When you die, your property is transferred to your family/beneficiaries in one of several ways, depending on what arrangements you have in place. If you have a Will, your property is transferred pursuant to its terms. If your property is held in a Trust, the terms of the Trust dictate how the property is distributed. Some or all of your property may even be distributed in accordance with written beneficiary designations.
Today my focus is on beneficiary designations. You, as an investor or account holder, have the option of naming beneficiaries on a wide range of financial accounts. The general appeal for some is that when you die the assets in the account go directly to the beneficiaries named on the account, bypassing probate because the beneficiary designations trump your Will provisions. The downside to this is that because the beneficiary designations do indeed override your Will or Trust provisions, they need to be coordinated with your overall estate plan or you will have unintended consequences. An incorrect or a not well thought out beneficiary designation can have the effect of unintentionally disinheriting one or more family members or making a disabled child ineligible for governmental benefits, just to name a couple examples.

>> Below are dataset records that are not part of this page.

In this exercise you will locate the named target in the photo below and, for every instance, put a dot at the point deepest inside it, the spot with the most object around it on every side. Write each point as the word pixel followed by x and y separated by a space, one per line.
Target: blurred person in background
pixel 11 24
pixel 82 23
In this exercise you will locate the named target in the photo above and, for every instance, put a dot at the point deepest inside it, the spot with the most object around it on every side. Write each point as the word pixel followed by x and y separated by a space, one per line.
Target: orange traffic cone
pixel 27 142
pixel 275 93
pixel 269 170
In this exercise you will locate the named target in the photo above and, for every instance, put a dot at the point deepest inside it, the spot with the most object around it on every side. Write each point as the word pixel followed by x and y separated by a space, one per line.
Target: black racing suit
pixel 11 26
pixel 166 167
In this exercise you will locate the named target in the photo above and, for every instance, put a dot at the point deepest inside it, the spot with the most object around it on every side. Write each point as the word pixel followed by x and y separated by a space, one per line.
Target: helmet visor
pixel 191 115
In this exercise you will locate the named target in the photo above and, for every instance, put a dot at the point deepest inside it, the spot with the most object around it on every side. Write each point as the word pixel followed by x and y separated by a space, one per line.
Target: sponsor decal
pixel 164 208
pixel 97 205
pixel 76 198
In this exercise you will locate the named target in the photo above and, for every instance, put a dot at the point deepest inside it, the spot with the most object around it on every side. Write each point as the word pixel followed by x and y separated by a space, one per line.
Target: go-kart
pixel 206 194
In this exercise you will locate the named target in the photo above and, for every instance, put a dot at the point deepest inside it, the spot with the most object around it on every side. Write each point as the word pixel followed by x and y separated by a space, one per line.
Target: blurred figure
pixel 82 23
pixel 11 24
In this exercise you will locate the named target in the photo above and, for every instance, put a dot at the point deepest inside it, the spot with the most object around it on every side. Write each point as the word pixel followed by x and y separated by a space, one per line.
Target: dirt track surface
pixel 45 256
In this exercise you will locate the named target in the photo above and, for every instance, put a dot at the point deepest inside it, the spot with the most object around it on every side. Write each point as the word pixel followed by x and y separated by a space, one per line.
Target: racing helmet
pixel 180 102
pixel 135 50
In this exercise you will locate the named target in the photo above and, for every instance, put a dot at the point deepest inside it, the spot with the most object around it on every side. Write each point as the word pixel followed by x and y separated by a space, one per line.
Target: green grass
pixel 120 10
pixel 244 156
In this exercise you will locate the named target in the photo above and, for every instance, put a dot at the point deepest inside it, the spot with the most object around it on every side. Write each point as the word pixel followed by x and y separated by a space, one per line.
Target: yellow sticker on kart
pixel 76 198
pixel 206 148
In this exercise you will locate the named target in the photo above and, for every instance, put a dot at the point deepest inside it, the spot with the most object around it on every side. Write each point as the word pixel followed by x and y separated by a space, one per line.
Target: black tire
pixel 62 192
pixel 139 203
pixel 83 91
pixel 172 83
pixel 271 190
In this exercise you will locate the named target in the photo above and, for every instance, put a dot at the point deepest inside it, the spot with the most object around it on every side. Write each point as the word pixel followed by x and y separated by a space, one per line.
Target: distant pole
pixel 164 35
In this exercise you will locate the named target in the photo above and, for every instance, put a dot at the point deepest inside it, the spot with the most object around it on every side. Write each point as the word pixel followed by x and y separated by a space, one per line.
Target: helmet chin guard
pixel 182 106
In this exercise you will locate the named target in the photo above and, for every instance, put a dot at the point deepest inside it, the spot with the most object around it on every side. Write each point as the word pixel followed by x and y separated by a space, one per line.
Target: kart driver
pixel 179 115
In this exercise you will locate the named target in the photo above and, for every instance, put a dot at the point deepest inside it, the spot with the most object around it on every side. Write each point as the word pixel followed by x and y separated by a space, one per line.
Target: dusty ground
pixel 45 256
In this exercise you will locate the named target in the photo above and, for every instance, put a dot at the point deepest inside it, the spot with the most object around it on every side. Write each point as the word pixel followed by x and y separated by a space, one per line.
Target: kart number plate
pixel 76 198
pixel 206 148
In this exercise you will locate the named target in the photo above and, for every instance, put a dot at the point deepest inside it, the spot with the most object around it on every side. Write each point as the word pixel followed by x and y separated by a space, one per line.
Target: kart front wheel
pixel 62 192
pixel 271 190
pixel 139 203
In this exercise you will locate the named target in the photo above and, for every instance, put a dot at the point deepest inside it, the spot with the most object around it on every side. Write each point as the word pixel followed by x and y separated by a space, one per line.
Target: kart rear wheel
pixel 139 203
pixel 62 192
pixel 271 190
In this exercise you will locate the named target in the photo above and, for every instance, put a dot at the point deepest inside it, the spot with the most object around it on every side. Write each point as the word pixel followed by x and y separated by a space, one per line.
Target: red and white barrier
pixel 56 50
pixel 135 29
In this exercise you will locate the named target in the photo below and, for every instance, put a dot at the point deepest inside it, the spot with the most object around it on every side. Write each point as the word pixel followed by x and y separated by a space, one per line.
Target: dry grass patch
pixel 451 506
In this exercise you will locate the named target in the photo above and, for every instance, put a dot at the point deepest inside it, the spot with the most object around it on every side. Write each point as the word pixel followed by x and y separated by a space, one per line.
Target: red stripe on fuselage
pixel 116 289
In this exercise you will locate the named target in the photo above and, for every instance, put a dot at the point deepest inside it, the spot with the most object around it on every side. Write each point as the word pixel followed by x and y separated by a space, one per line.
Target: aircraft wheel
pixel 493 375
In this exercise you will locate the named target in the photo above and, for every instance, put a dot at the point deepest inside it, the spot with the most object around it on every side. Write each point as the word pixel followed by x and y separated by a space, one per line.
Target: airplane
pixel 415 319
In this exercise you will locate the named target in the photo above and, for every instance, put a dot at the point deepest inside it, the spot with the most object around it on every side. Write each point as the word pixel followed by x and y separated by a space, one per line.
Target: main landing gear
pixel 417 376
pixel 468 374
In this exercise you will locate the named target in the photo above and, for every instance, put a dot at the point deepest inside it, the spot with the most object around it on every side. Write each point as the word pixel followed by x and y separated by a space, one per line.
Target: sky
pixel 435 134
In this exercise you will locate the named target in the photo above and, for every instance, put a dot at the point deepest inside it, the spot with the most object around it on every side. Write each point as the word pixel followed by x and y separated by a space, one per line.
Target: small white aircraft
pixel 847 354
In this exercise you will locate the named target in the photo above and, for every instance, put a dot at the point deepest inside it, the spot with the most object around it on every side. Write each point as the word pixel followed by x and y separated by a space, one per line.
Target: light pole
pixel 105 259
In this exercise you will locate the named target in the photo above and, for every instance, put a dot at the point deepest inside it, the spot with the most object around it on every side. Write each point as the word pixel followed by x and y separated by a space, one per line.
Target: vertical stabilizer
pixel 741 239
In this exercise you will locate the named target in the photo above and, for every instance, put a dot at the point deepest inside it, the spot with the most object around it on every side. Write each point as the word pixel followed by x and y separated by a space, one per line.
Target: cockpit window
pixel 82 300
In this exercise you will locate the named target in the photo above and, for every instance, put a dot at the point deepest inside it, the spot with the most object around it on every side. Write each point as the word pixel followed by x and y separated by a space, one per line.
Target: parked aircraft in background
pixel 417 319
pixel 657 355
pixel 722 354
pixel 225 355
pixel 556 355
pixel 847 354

If you do have beneficiary designations, review them regularly to confirm that the designations comply with your overall estate plan. Also, if there has been a life altering event, such as a birth, death or divorce in the family, you need to make sure to review your beneficiary designations as well as your overall estate plan. Also, I would not recommend, if you do use beneficiary designations, that you name different beneficiaries for each of your accounts as a means to equalize your estate. You never know what life is going to throw at you and you may need to use one or more of those accounts for expenses, long-term care, etc. If you were to cash out one of the accounts with no thought as to the beneficiary designations, this would also disrupt your estate plan and result in uneven distributions to your heirs.
The bottom line is that beneficiary designations, as a way of passing property at death, may not be the most appropriate way to transfer all of your property. There are many occasions where beneficiary designations play a part in your estate plan, but the lesson to be learned is that whenever beneficiary designations are used, care must be given to ensure that your estate plan is maintained and implemented in the way that you intend.